ABSTRACT Through studies proposed here, we will develop a strategy of “negative immunization” to achieve antigen-specific tolerance for the prevention and immunotherapy of atopic dermatitis (AD), a highly common chronic inflammatory skin disease that presents a considerable socioeconomic burden. We intend to manipulate neuroimmune regulatory networks in the skin to prevent and treat pathologic innate and adaptive immune responses accounting for the acute and chronic phases of AD. The novel “negative immunization” approach has been engineered to prevent the priming of naïve T and B cells and to eradicate existing allergen specific T- and B- cell effector responses. To accomplish this, we will administrate allergen/antigen together with antagonists of the neurokinin-1 receptor (NK1R) to prevent receptor binding by its inflammatory agonists, an interaction that is critical for the initiation of innate and adaptive effector and memory immune functions. The rationale for this approach is that eliminating/decreasing inflammation at the time of skin allergen/Ag encounter will maintain a quiescent a microenvironment for antigen presenting cells (APCs). This will result in the generation of anti- inflammatory APCs capable of presenting the encountered antigen to T cells in a tolerogenic fashion. This strategy will enable, for the first time, an antigen specific strategy for the prevention and treatment of AD.  We hypothesize that: “Promoting an anti-inflammatory cutaneous microenvironment by efficient co- delivery of allergen/Ag and NK1R antagonists will generate anti-inflammatory APCs to tolerize Ag specific T cells and mitigate/abrogate pre-existing memory B and T-cell responses that cause AD”. The negative immunization approach will be administered, utilizing novel and enabling microneedle arrays (MNAs) developed in our laboratories. These MNAs integrate and release biologically active agents, with highly replicable dosage control and have been formulated to achieve simultaneous delivery of allergen / Ag and neuroimmunomodulatory small molecules to a specific skin stratus.
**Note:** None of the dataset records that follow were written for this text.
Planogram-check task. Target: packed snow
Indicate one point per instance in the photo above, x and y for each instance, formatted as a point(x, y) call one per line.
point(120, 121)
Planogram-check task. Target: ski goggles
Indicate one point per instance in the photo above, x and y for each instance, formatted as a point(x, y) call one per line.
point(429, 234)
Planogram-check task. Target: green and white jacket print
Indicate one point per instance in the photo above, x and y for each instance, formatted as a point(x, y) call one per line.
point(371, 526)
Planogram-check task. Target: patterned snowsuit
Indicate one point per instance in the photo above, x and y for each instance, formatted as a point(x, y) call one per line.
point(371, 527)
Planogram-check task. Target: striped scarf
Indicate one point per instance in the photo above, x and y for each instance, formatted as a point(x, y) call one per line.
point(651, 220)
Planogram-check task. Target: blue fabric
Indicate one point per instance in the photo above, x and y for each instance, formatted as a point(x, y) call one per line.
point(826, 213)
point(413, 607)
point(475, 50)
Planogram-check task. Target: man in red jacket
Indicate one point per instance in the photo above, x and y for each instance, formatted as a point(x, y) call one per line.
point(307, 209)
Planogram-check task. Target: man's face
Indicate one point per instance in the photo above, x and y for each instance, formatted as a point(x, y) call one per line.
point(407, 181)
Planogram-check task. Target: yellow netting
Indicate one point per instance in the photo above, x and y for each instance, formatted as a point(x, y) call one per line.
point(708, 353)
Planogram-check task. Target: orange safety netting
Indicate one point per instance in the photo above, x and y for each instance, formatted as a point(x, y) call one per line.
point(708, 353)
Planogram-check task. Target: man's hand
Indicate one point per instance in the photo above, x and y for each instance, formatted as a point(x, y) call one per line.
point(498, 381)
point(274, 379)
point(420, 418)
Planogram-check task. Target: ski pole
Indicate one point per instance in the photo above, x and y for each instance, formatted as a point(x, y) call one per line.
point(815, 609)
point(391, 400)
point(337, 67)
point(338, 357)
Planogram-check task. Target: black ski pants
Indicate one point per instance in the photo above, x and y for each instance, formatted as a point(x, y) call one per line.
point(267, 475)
Combining this innovative immunoregulatory approach with our novel MNA delivery technology, will enable us to engineer the cutaneous microenvironment “in vivo” for the prevention and therapy of AD. Importantly, our experiments include translational studies focusing on human skin that are specifically designed to enable rapid translation of this strategy to clinical trials.

摘要 通过本文提出的研究，我们将制定一种“阴性免疫”策略，以实现抗原特异性 特应性皮炎（AD）是一种高度常见的慢性炎症性皮炎， 皮肤病是一个相当大的社会经济负担。我们打算操纵神经免疫系统 皮肤中的调节网络以预防和治疗病理性先天性和适应性免疫应答 占AD的急性和慢性阶段。新的“阴性免疫”方法已经被 经工程化以防止初始T和B细胞的引发并根除现有的过敏原特异性T和B细胞 效应子反应为了实现这一点，我们将给予过敏原/抗原与拮抗剂， 神经激肽-1受体（NK 1 R），以防止其炎症激动剂与受体结合，这种相互作用 对于先天性和适应性效应器和记忆免疫功能的启动至关重要。这样做的理由 方法是在皮肤过敏原/Ag接触时消除/减少炎症将保持 为抗原呈递细胞（APC）提供一个静止的微环境。这将导致反- 能够以致耐受性方式将所遇到的抗原呈递给T细胞的炎性APC。这 该策略将首次实现用于预防和治疗AD的抗原特异性策略。 我们假设：“通过有效的协同作用促进抗炎皮肤微环境， 变应原/Ag和NK 1 R拮抗剂的递送将产生抗炎APC以耐受Ag 特异性T细胞并减轻/消除引起AD的预先存在的记忆B和T细胞应答”。 将使用新型的微针进行阴性免疫接种 阵列（MNAs）在我们的实验室开发。这些MNA整合并释放生物活性剂， 高度可重复的剂量控制，并已配制以实现过敏原/抗原的同时递送， 神经免疫调节小分子对特定的皮肤层云。结合这种创新的免疫调节 方法与我们的新的MNA交付技术，将使我们能够工程皮肤微环境 用于预防和治疗AD的“体内”。重要的是，我们的实验包括翻译研究， 专门设计用于将该策略快速转化为临床试验。